Several types of pumps are used for collection of water from wells:

1) Positive Displacement pumps: There are two principal types of positive displacement pumps, the reciprocating pump and the rotary pump.

In a reciprocating pump there is a piston within a cylinder equipped with check valves. The cylinder is ideally located below the groundwater level. The operation of a reciprocating pump is explained on  Figure 5.4.

Figure 5.4. Reciprocating Pump.

During the suction stroke, as the piston moves upwards water enters the cylinder through an initial check valve, which allows flow in only one direction. When the piston moves downward, (discharge stroke the water): The water is forced through a second check valve.

The rotary pump has a helical or spiral rotor within a rubber sleeve. As the rotor turn, it traps water between it and the sleeve, forcing the water to the delivery side due to the rotation of the rotor. Figure 5.5 shows a schematic diagram of the rotary pump.

Figure 5.5. Rotary Pump

2) Centrifugal Pumps: These pumps contain an impeller mounted on a rotating shaft. The rotating impeller increases the water's velocity while forcing it into a casing. The centrifugal pumps are frequently used in deep wells.

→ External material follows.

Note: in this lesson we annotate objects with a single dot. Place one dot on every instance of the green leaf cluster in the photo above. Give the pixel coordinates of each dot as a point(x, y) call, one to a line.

3) Turbine Pumps: Have a vertical turbine located below groundwater level and a driver motor located higher up. A long shaft is required between the motor and the turbine. Figure 5.6 shows a schematic diagram of a turbine pump.

Figure 5.6. Turbine Pump.

When the motor can be submerged along with the turbine, a submersible pump is obtained. The lengthy pump shaft is thus eliminated.

The pump selection is determined by several factors: the rate of yield of the well, the daily and maximum instantaneous flow rate, the size of storage used, and the total operating pressure against which the pump works.

5.6  REVIEW QUESTIONS

5.1. Mention 3 uses of water.
 
5.2. What are the physical characteristics of water?
 
5.3. What are the chemical characteristics of water?
 
5.4. What is water treatment?
 
5.5. List 5 methods of water treatment. 

5.6. What are storage tanks for?
 
5.7. What does PH measure?
 
5.8. List 3 toxic substances that could be found in water?